The next important parameter to note is bondDistance. It is the threshold distance between atoms below which bonds are created. The remaining parameters define the properties of the silicon and nitrogen atoms--such as their masses and charges. NAMD matches the atom type to values in the parameter files that give the bond and non-bonded force constants between atoms. We take a look at one of these parameter files in section 1.4.
siliconNitridePsf.tcl
# Make a psf file for Si3N4.
set fileNamePrefix membrane
# Input:
set pdbFile ${fileNamePrefix}.pdb
set boundaryFile ${fileNamePrefix}.bound
# Output:
set psfFile ${fileNamePrefix}.psf
set surfPdb surf.pdb
# Parameters:
# Should angles be calculated in addition to bonds?
set findAngles 1
set hexPeriodic 1
set zPeriodic 0
# "bondDistance" is used to determine whether a bond exists between atoms.
set bondDistance 2.0
# Si parameters
set nameSi "SI.*"
set massSi 28.085500
set chargeSi 0.7710
set typePrefixSi SI_
set numBondsSi 4
# N parameters
set nameN "N.*"
set massN 14.00700
# chargeN is determined by neutrality.
set chargeN 0.
set typePrefixN N_
set numBondsN 3
The main procedure is the driver for the script. Note that it determines the nitrogen charge to enforce charge neutrality in the system. See the box ``Charge neutrality'' in section 1.3 for more information.
proc main {} {
global pdbFile boundaryFile psfFile surfPdb
global findAngles hexPeriodic zPeriodic
global bondDistance
global nameSi massSi chargeSi typePrefixSi numBondsSi
global nameN massN chargeN typePrefixN numBondsN
set selTextSi "name \"${nameSi}\""
set selTextN "name \"${nameN}\""
# Load the pdb.
mol load pdb $pdbFile
set nAtoms [molinfo top get numatoms]
# Get the number of nitrogen and silicon atoms.

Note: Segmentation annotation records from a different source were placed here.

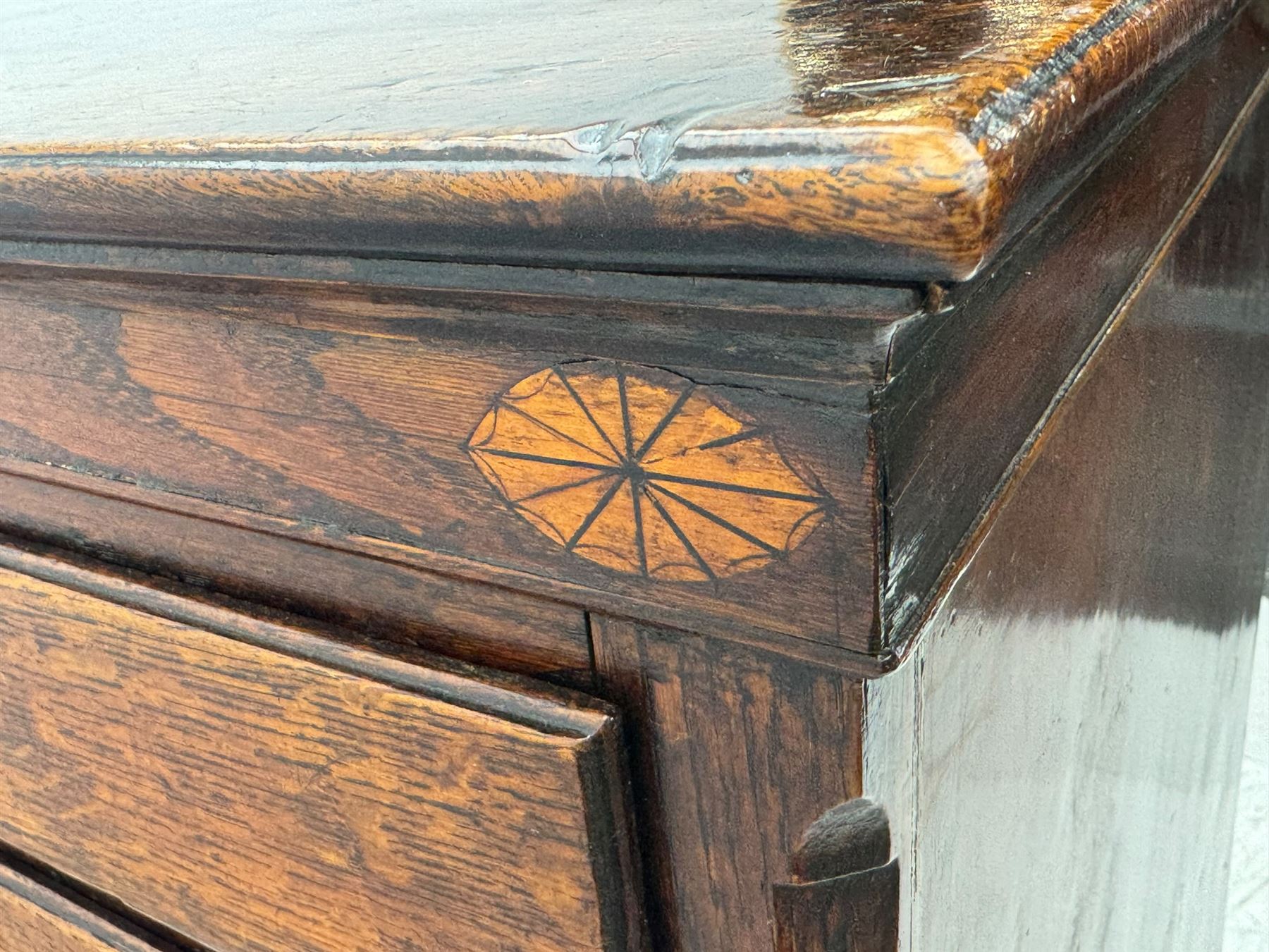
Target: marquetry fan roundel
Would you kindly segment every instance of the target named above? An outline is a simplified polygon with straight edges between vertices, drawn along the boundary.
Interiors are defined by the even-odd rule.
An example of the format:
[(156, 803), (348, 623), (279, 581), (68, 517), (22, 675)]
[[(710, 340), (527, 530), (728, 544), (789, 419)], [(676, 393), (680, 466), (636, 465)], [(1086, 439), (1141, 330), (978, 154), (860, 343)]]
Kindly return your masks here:
[(552, 367), (503, 393), (467, 442), (529, 523), (622, 572), (704, 581), (792, 552), (830, 499), (708, 388), (610, 362)]

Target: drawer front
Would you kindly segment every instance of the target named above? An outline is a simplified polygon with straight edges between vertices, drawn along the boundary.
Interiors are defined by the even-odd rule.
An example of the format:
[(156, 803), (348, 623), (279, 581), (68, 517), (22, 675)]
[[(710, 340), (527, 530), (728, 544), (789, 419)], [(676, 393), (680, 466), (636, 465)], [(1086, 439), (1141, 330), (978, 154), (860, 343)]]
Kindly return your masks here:
[(174, 952), (0, 864), (0, 948), (5, 952)]
[(0, 468), (671, 627), (867, 650), (876, 325), (539, 297), (0, 274)]
[(636, 943), (604, 710), (0, 564), (13, 848), (213, 949)]

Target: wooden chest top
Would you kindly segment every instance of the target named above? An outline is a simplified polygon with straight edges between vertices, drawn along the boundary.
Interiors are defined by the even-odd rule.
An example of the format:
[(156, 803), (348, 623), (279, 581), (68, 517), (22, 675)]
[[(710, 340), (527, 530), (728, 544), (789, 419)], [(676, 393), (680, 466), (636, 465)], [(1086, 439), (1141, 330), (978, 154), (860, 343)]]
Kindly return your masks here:
[(0, 234), (963, 279), (1235, 6), (37, 4)]

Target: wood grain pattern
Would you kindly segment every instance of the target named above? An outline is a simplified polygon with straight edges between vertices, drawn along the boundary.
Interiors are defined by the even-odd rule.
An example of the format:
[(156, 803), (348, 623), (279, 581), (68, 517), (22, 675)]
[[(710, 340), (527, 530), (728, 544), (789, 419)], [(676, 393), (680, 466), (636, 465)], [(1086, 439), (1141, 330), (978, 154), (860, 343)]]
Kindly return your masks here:
[(638, 946), (605, 710), (0, 555), (14, 848), (213, 948)]
[(0, 522), (9, 534), (60, 546), (231, 598), (270, 604), (504, 671), (591, 685), (585, 613), (495, 585), (476, 585), (391, 559), (359, 556), (159, 505), (154, 494), (48, 467), (0, 466)]
[(937, 314), (896, 329), (874, 425), (886, 482), (881, 627), (900, 651), (1019, 451), (1179, 217), (1203, 202), (1266, 70), (1264, 27), (1249, 10), (1043, 227), (952, 288)]
[(1266, 154), (1261, 105), (865, 688), (911, 952), (1221, 947), (1264, 645)]
[(714, 638), (593, 617), (626, 712), (655, 948), (772, 947), (770, 886), (803, 830), (859, 795), (862, 685)]
[[(764, 327), (760, 312), (690, 300), (605, 310), (558, 287), (514, 296), (19, 269), (0, 282), (0, 456), (42, 465), (46, 480), (96, 476), (100, 493), (142, 487), (164, 509), (207, 500), (213, 518), (254, 515), (274, 533), (574, 604), (865, 647), (872, 595), (860, 583), (873, 578), (876, 505), (863, 411), (886, 319), (865, 312), (838, 329), (815, 307)], [(779, 451), (755, 435), (718, 456), (744, 447), (773, 467), (797, 461), (806, 476), (780, 479), (831, 499), (831, 520), (784, 556), (793, 522), (817, 508), (803, 506), (782, 536), (763, 537), (782, 557), (726, 578), (723, 565), (754, 546), (700, 517), (694, 545), (717, 539), (718, 570), (692, 584), (566, 551), (508, 512), (468, 440), (500, 393), (579, 354), (641, 363), (648, 380), (689, 380), (733, 407), (732, 419), (761, 421)], [(831, 364), (839, 380), (816, 380)], [(775, 524), (768, 510), (799, 505), (744, 501), (736, 518), (759, 526)]]
[(175, 952), (25, 872), (0, 864), (5, 952)]
[(685, 377), (605, 362), (515, 383), (467, 452), (506, 504), (621, 572), (714, 581), (787, 557), (832, 500), (775, 437)]
[[(447, 3), (305, 23), (240, 5), (214, 30), (176, 3), (145, 29), (110, 4), (22, 8), (0, 30), (14, 129), (0, 234), (964, 278), (1235, 5), (763, 0), (641, 17), (522, 0), (499, 17)], [(216, 39), (225, 22), (250, 42)], [(72, 52), (48, 56), (48, 36)], [(145, 53), (122, 56), (140, 37)], [(327, 69), (335, 37), (355, 69)]]

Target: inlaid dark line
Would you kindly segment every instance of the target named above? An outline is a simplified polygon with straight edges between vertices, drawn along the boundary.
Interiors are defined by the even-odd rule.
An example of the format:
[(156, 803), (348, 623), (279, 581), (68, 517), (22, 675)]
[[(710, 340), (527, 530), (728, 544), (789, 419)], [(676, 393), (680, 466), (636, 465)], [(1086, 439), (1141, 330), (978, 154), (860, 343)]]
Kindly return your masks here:
[(617, 444), (613, 443), (612, 439), (609, 439), (608, 434), (604, 433), (604, 428), (599, 425), (599, 420), (596, 420), (595, 415), (590, 413), (590, 407), (581, 401), (581, 396), (577, 393), (572, 383), (569, 382), (569, 378), (565, 376), (563, 371), (560, 367), (555, 367), (552, 369), (556, 372), (556, 376), (560, 378), (560, 382), (563, 383), (563, 388), (567, 390), (569, 395), (574, 399), (574, 402), (576, 402), (577, 406), (581, 407), (581, 411), (586, 414), (586, 419), (590, 420), (590, 425), (595, 428), (595, 433), (603, 437), (604, 442), (609, 447), (612, 447), (613, 452), (617, 453), (618, 459), (624, 458), (622, 457), (622, 451), (617, 448)]
[(527, 496), (520, 496), (519, 499), (508, 499), (511, 503), (519, 505), (520, 503), (528, 503), (530, 499), (541, 499), (542, 496), (549, 496), (552, 493), (563, 493), (566, 489), (577, 489), (579, 486), (589, 486), (591, 482), (599, 482), (600, 480), (614, 479), (617, 473), (613, 472), (596, 472), (594, 476), (588, 476), (584, 480), (577, 480), (576, 482), (565, 482), (562, 486), (547, 486), (546, 489), (539, 489), (537, 493), (529, 493)]
[(760, 486), (737, 486), (733, 482), (717, 482), (714, 480), (698, 480), (694, 476), (675, 476), (667, 472), (645, 470), (645, 479), (656, 482), (679, 482), (684, 486), (702, 486), (703, 489), (721, 489), (727, 493), (742, 493), (750, 496), (768, 496), (769, 499), (792, 499), (797, 503), (817, 503), (824, 505), (829, 500), (824, 496), (808, 496), (802, 493), (786, 493), (779, 489), (763, 489)]
[(688, 555), (697, 560), (697, 565), (700, 566), (700, 570), (709, 576), (711, 581), (717, 581), (718, 576), (714, 575), (713, 569), (709, 567), (709, 562), (707, 562), (704, 557), (702, 557), (700, 552), (697, 551), (697, 547), (692, 545), (692, 539), (689, 539), (687, 533), (679, 528), (679, 523), (676, 523), (674, 517), (666, 512), (665, 506), (661, 505), (661, 501), (646, 489), (643, 490), (643, 494), (647, 496), (647, 501), (650, 501), (656, 508), (656, 512), (661, 514), (661, 518), (665, 519), (665, 524), (670, 527), (670, 531), (679, 537), (679, 542), (683, 543)]
[[(551, 425), (549, 423), (546, 423), (544, 420), (539, 420), (539, 419), (538, 419), (537, 416), (534, 416), (533, 414), (530, 414), (530, 413), (528, 413), (528, 411), (525, 411), (525, 410), (522, 410), (520, 407), (515, 406), (514, 404), (505, 404), (505, 402), (500, 402), (500, 404), (499, 404), (499, 407), (501, 407), (501, 409), (504, 409), (504, 410), (510, 410), (511, 413), (516, 413), (516, 414), (519, 414), (520, 416), (523, 416), (523, 418), (524, 418), (525, 420), (528, 420), (528, 421), (529, 421), (529, 423), (532, 423), (533, 425), (536, 425), (536, 426), (541, 426), (542, 429), (544, 429), (544, 430), (546, 430), (547, 433), (549, 433), (549, 434), (551, 434), (552, 437), (557, 437), (557, 438), (560, 438), (560, 439), (565, 439), (565, 440), (567, 440), (567, 442), (572, 443), (572, 444), (574, 444), (574, 446), (576, 446), (576, 447), (581, 447), (582, 449), (585, 449), (585, 451), (586, 451), (588, 453), (590, 453), (591, 456), (598, 456), (598, 457), (599, 457), (600, 459), (608, 459), (608, 457), (607, 457), (607, 456), (604, 456), (603, 453), (600, 453), (600, 452), (599, 452), (598, 449), (595, 449), (594, 447), (588, 447), (588, 446), (586, 446), (585, 443), (582, 443), (582, 442), (581, 442), (580, 439), (577, 439), (576, 437), (570, 437), (570, 435), (569, 435), (567, 433), (565, 433), (563, 430), (561, 430), (561, 429), (557, 429), (557, 428), (552, 426), (552, 425)], [(621, 459), (619, 459), (619, 458), (613, 458), (613, 459), (608, 459), (608, 462), (610, 462), (610, 463), (619, 463), (619, 462), (621, 462)]]
[(770, 542), (764, 542), (763, 539), (758, 538), (758, 536), (755, 536), (754, 533), (745, 532), (742, 528), (740, 528), (735, 523), (731, 523), (727, 519), (723, 519), (721, 515), (714, 515), (708, 509), (697, 505), (692, 500), (684, 499), (678, 493), (671, 493), (670, 490), (665, 489), (664, 486), (654, 486), (654, 489), (657, 493), (661, 493), (662, 495), (669, 496), (670, 499), (673, 499), (679, 505), (687, 506), (688, 509), (690, 509), (697, 515), (700, 515), (700, 517), (708, 519), (709, 522), (714, 523), (716, 526), (721, 526), (722, 528), (727, 529), (727, 532), (730, 532), (731, 534), (739, 536), (740, 538), (745, 539), (745, 542), (749, 542), (751, 546), (758, 546), (759, 548), (764, 548), (770, 555), (777, 556), (777, 557), (780, 557), (780, 556), (784, 555), (784, 550), (783, 548), (777, 548)]
[(756, 426), (741, 430), (740, 433), (732, 433), (730, 437), (720, 437), (718, 439), (711, 439), (708, 443), (702, 443), (699, 447), (692, 447), (693, 449), (717, 449), (718, 447), (730, 447), (732, 443), (744, 443), (746, 439), (753, 439), (754, 437), (761, 437), (766, 430), (759, 429)]
[(662, 416), (656, 426), (652, 428), (652, 432), (647, 434), (647, 439), (643, 440), (643, 446), (641, 446), (638, 452), (634, 454), (636, 459), (642, 459), (645, 453), (652, 448), (652, 444), (661, 438), (661, 434), (665, 433), (665, 428), (669, 426), (670, 421), (679, 415), (679, 410), (681, 410), (683, 405), (688, 402), (688, 397), (692, 396), (695, 388), (695, 383), (689, 383), (683, 392), (679, 393), (674, 405), (666, 411), (665, 416)]
[(626, 434), (626, 458), (634, 458), (634, 433), (631, 429), (631, 404), (626, 397), (626, 372), (617, 368), (617, 396), (622, 404), (622, 430)]
[(483, 453), (486, 456), (501, 456), (508, 459), (527, 459), (530, 463), (549, 463), (551, 466), (574, 466), (581, 470), (602, 470), (604, 472), (621, 472), (618, 466), (607, 466), (604, 463), (588, 463), (582, 459), (557, 459), (552, 456), (538, 456), (537, 453), (520, 453), (515, 449), (496, 449), (491, 447), (470, 447), (473, 453)]
[(640, 505), (640, 496), (642, 493), (634, 486), (634, 480), (629, 480), (631, 484), (631, 503), (634, 506), (634, 545), (638, 547), (638, 565), (643, 575), (647, 575), (647, 546), (643, 542), (643, 509)]
[(570, 538), (565, 543), (563, 547), (566, 550), (569, 550), (571, 552), (572, 547), (576, 546), (581, 541), (581, 537), (586, 534), (586, 529), (589, 529), (594, 524), (595, 519), (599, 518), (599, 514), (602, 512), (604, 512), (604, 509), (608, 508), (609, 503), (613, 501), (613, 496), (617, 495), (617, 490), (619, 490), (622, 487), (623, 482), (626, 482), (624, 477), (617, 480), (617, 482), (614, 482), (612, 486), (609, 486), (608, 491), (604, 493), (604, 495), (599, 498), (599, 501), (595, 503), (595, 508), (591, 509), (589, 513), (586, 513), (586, 518), (581, 520), (581, 526), (579, 526), (577, 531), (575, 533), (572, 533), (572, 538)]

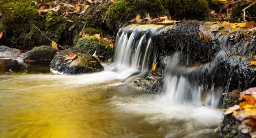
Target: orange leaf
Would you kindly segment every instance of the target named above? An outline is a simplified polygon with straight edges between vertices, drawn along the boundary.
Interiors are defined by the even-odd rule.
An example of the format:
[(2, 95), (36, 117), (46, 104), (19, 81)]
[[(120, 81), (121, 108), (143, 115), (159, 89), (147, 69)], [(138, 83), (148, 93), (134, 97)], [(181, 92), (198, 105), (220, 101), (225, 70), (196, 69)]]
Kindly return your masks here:
[(0, 30), (0, 39), (2, 38), (2, 37), (3, 36), (3, 32)]
[(56, 42), (53, 41), (52, 42), (52, 47), (53, 48), (55, 48), (56, 49), (58, 49), (59, 50), (59, 48), (58, 48), (58, 46), (57, 45), (57, 44), (56, 43)]
[(62, 57), (62, 58), (65, 58), (65, 60), (68, 60), (69, 59), (71, 59), (72, 60), (73, 60), (79, 56), (80, 55), (75, 53), (70, 53), (68, 55), (63, 56)]
[(248, 66), (256, 65), (256, 61), (248, 61), (248, 62), (250, 63), (249, 65), (248, 65)]

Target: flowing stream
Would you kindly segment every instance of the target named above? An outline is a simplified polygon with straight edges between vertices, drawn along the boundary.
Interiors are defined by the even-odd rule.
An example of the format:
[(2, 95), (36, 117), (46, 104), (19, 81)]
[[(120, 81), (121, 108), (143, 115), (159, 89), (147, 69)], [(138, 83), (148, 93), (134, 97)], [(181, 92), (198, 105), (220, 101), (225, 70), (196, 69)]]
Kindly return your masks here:
[(202, 105), (217, 107), (223, 88), (203, 94), (200, 85), (168, 73), (177, 68), (178, 54), (158, 93), (127, 85), (152, 68), (156, 39), (165, 27), (120, 29), (114, 61), (103, 63), (101, 72), (55, 74), (49, 62), (0, 59), (0, 137), (217, 137), (213, 129), (222, 112)]

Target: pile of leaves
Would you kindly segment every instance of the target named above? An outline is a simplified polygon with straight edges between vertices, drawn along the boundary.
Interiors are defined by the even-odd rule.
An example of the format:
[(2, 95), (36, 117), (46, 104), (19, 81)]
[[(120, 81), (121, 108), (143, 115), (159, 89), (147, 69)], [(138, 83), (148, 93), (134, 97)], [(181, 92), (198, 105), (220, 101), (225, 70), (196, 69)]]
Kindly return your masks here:
[(247, 89), (240, 94), (230, 94), (240, 96), (240, 103), (226, 109), (224, 114), (232, 114), (238, 121), (241, 122), (238, 131), (256, 138), (256, 87)]
[(221, 35), (241, 29), (246, 29), (250, 32), (251, 33), (253, 34), (256, 31), (254, 28), (255, 27), (256, 27), (256, 24), (254, 21), (246, 21), (240, 23), (227, 21), (206, 22), (199, 27), (199, 37), (200, 39), (203, 38), (208, 42), (214, 36), (215, 32), (218, 32), (219, 35)]
[(246, 17), (245, 15), (246, 10), (256, 4), (256, 0), (216, 0), (213, 2), (220, 3), (222, 6), (219, 11), (212, 10), (211, 11), (211, 14), (214, 19), (216, 21), (228, 21), (230, 19), (232, 11), (237, 5), (240, 7), (246, 7), (241, 11), (244, 16), (235, 18), (238, 21), (240, 21)]
[[(113, 0), (110, 0), (113, 2)], [(57, 16), (63, 16), (68, 20), (70, 14), (84, 15), (85, 11), (92, 3), (103, 4), (106, 3), (103, 0), (57, 0), (47, 3), (38, 3), (33, 1), (37, 12), (42, 17), (45, 13), (52, 11)]]
[[(82, 34), (82, 38), (85, 38), (87, 37), (90, 36), (90, 34), (89, 33), (88, 34), (85, 34), (85, 33), (84, 32), (83, 33), (83, 34)], [(102, 34), (101, 36), (101, 33), (99, 33), (98, 34), (94, 34), (92, 36), (93, 36), (94, 37), (99, 39), (100, 40), (103, 40), (105, 42), (109, 42), (109, 46), (112, 48), (114, 48), (114, 44), (113, 43), (113, 42), (114, 41), (114, 40), (113, 39), (111, 39), (110, 40), (109, 40), (107, 38), (104, 37), (104, 36), (103, 36), (103, 35)]]
[[(171, 23), (177, 23), (177, 21), (175, 20), (172, 20), (171, 16), (170, 16), (169, 17), (167, 16), (163, 16), (153, 19), (152, 17), (150, 17), (150, 16), (149, 15), (149, 13), (146, 14), (146, 17), (144, 18), (145, 21), (143, 22), (148, 23), (150, 24), (154, 23), (165, 24)], [(185, 19), (184, 18), (184, 19), (183, 19), (183, 21), (185, 21)], [(129, 21), (128, 23), (140, 23), (142, 22), (143, 20), (141, 19), (141, 16), (140, 16), (140, 14), (139, 13), (138, 14), (137, 16), (136, 16), (136, 17), (135, 18)], [(120, 27), (121, 27), (121, 26), (120, 27), (120, 26), (121, 26), (121, 25), (119, 25)]]

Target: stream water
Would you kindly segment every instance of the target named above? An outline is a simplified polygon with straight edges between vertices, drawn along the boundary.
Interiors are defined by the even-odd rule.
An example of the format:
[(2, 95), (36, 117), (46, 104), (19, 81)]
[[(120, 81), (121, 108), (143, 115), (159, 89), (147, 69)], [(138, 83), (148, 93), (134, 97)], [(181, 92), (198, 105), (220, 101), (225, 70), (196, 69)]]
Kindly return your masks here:
[(182, 77), (166, 76), (157, 93), (127, 84), (158, 54), (154, 37), (165, 27), (150, 27), (136, 37), (143, 26), (120, 31), (119, 58), (101, 72), (55, 74), (49, 62), (0, 59), (0, 137), (217, 137), (222, 112), (202, 105), (217, 107), (221, 88), (203, 98), (200, 86)]

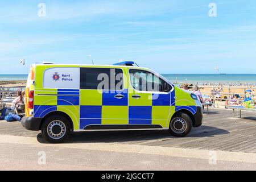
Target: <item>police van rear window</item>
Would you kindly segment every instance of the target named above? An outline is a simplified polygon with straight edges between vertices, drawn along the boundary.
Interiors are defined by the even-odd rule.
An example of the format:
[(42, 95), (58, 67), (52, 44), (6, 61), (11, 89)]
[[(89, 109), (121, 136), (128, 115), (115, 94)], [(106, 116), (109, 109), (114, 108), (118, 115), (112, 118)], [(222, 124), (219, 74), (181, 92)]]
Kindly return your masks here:
[(122, 69), (81, 68), (80, 89), (123, 90)]

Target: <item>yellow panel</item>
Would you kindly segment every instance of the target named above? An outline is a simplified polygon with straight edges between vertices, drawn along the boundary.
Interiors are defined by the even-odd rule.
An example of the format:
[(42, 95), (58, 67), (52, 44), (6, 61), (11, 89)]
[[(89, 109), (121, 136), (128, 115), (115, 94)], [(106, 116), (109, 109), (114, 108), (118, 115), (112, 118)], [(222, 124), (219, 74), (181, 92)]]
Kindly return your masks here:
[(166, 127), (170, 112), (170, 106), (152, 106), (152, 124)]
[(56, 105), (57, 96), (35, 95), (34, 104), (35, 105)]
[(80, 105), (101, 106), (102, 105), (102, 90), (80, 90)]
[(57, 106), (57, 110), (68, 114), (72, 120), (74, 130), (79, 130), (79, 106)]
[(36, 65), (35, 71), (35, 89), (43, 88), (43, 79), (44, 70), (46, 69), (46, 65)]
[(128, 106), (102, 106), (102, 125), (128, 125)]
[(176, 106), (196, 105), (196, 102), (191, 98), (190, 93), (176, 87), (175, 87), (175, 105)]
[[(132, 97), (134, 95), (139, 95), (141, 97), (136, 99)], [(151, 93), (129, 93), (129, 106), (152, 106)]]
[(36, 94), (57, 94), (57, 89), (41, 89), (35, 90), (35, 95)]

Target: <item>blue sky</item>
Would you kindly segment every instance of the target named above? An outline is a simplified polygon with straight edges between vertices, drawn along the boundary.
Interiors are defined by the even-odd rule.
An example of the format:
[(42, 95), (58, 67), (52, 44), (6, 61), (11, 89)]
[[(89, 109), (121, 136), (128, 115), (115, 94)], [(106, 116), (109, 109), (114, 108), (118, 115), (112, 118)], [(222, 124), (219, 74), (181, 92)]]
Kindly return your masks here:
[(27, 73), (43, 61), (90, 64), (89, 55), (161, 73), (255, 73), (256, 2), (0, 1), (0, 74)]

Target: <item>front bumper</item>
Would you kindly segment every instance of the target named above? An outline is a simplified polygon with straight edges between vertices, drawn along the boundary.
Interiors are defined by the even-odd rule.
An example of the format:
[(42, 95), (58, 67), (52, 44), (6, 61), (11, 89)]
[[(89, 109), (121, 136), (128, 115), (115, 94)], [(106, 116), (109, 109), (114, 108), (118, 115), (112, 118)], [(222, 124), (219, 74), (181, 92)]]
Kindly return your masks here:
[(28, 130), (39, 131), (41, 121), (42, 118), (24, 117), (20, 122), (22, 126)]
[(199, 127), (203, 124), (203, 107), (196, 107), (196, 113), (194, 114), (195, 122), (193, 127)]

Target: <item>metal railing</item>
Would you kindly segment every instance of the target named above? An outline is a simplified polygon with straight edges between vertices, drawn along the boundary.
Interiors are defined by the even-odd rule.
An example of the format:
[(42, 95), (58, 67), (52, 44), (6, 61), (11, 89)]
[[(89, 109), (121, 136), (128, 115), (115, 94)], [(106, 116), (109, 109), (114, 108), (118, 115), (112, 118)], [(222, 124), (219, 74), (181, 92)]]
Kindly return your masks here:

set silicon [atomselect top $selTextSi]
set numSilicon [$silicon num]
$silicon delete
set nitrogen [atomselect top $selTextN]
set numNitrogen [$nitrogen num]
$nitrogen delete
# Determine the nitrogen charge.
set chargeN [expr -$chargeSi*$numSilicon/$numNitrogen]
puts "Charge on nitrogen atoms: $chargeN"
The procedure first calls bondAtoms to find bonds between internal atoms and then finds bonds across the periodic boundaries by bonding to periodic images with bondPeriodic (Fig. 3). The location of the periodic images are obtained by extracting information from the boundary file with readRadius and readLz. To save time, we do not attempt to bond all atoms to the periodic images, only those that did not receive a complete set of bonds (defined by numBondSi and numBondsN) during the first bonding step. To accomplish this, a temporary PDB file, surf.pdb, is created in which all the atoms that are incompletely bonded are marked 0.0 in the B column of the PDB. The procedure bondPeriodic is used to search for the bonds. If both hexPeriodic and zPeriodic are not true, then some atoms will never have a complete set of bonds. These are the true surface atoms--those that will be in contact with water molecules in the simulations. Next we put the bond lists in a more convenient form. We then call findAngles and finally write the PSF file with manifestPsf.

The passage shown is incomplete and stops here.